Atalaya

El vicio de demoler

Juan David Zuloaga D.
06 de octubre de 2022 - 05:00 a. m.

Destruir es muy fácil. Basta con descargar fuerza bruta, sin consideración y sin medida, para arruinar un bien o a una persona. Incluso basta con dejarlos a la incuria del tiempo, que con su correr lento e imperceptible va consumiendo el alma de todo.

Construir y conservar, en cambio, es más difícil. Podría decirse que hay o que comienza a haber una civilización cuando un pueblo pretende guardar la memoria de sus antepasados. Eso se logra a través de la conmemoración de los sucesos y hazañas de quienes los precedieron y mediante la preservación de las edificaciones que ellos dejaron. Pero sobre todo con el acto de sepultar los muertos en un lugar que por ello mismo se sacraliza. En ese momento comienza a haber civilización: cuando unas personas deciden asentarse y erigir un cementerio para velar la memoria de sus ancestros. Antes de eso sólo hay hordas humanas que van y vienen, como un barco que viaja derrelicto.

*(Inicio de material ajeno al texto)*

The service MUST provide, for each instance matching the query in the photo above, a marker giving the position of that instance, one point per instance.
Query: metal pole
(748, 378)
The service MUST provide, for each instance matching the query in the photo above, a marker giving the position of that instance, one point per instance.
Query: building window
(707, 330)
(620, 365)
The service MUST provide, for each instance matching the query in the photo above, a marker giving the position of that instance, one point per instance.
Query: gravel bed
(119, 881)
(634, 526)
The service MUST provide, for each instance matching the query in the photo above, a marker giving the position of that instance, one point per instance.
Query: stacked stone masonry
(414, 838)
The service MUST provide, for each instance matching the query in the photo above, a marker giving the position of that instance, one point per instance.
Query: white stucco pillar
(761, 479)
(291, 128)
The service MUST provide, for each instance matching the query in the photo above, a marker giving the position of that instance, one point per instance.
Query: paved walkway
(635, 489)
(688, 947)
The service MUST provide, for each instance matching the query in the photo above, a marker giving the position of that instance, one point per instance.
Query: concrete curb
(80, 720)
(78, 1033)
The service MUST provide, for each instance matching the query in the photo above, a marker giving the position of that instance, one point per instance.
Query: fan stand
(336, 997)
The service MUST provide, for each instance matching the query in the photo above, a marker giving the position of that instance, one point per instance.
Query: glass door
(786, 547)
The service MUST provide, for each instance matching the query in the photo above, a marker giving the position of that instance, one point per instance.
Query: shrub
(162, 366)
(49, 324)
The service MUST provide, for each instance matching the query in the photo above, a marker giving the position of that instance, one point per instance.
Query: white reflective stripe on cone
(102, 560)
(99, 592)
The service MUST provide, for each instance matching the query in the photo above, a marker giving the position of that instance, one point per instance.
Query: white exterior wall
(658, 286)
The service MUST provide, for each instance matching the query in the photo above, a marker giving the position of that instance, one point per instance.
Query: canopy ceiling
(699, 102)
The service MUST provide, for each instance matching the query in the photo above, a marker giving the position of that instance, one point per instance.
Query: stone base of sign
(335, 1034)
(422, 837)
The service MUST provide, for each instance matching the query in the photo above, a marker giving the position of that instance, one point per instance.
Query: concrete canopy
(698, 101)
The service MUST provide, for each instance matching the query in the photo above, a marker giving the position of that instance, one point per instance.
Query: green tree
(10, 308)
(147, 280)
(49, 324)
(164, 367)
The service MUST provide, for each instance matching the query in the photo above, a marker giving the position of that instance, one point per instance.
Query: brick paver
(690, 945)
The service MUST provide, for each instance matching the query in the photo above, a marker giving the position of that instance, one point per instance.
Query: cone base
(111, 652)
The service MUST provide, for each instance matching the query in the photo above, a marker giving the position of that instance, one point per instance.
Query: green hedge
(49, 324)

Puede verse un índice de civilización –de su grado y de su profundidad– en el cuidado de la memoria. En Colombia sabemos que importa poco. Y no digamos que esa incuria es costumbre nacional, pero digamos que llega a vicio.

En 1939, durante el gobierno de Eduardo Santos, se demolió el bellísimo monasterio de Santo Domingo ubicado en el centro de Bogotá para emplazar allí el edificio Murillo Toro. Era un monasterio cuya construcción tomó más de cien años y que llevaba más de tres siglos en pie. Era una joya del centro histórico de la capital. A pocas cuadras, en el Parque Santander, se demolió en el año 1951 el emblemático Hotel Granada para construir el edificio del Banco de la República. Se impusieron entonces dos construcciones de arquitectura modernista y de una escala discordante con su entorno donde había dos monumentos que se hubiesen debido preservar.

No hace mucho, cuando la alcaldía de Enrique Peñalosa desalojó el sector del Cartucho, ubicado en las proximidades del palacio presidencial, se arrasó con todo, incluidas casas republicanas del antiguo barrio de Santa Inés. Alguna se hubiera podido preservar como centro cultural. Pero era más fácil destruirlas. Hace unos días anunció la Alcaldía de Claudia López que el edificio en el que delinquía y extorsionaba la banda Los Maracuchos, en la Avenida Caracas con calle 24, sería demolido. Uno de esos edificios de vieja data del centro de Bogotá que tenían encanto y que tenían también muchos valores arquitectónicos. Bien hubiera valido la pena restaurarlo y conservarlo. Hubiera podido salvarse, pero era más fácil destruirlo.

Inquieta esta incultura de la demolición sin medida, tan parecida en sus métodos y en sus fines a la lógica de los regímenes totalitarios que se valían de todas las técnicas de aniquilación cuando las estelas del pasado se interponían en la maqueta de sus ciudades sin alma.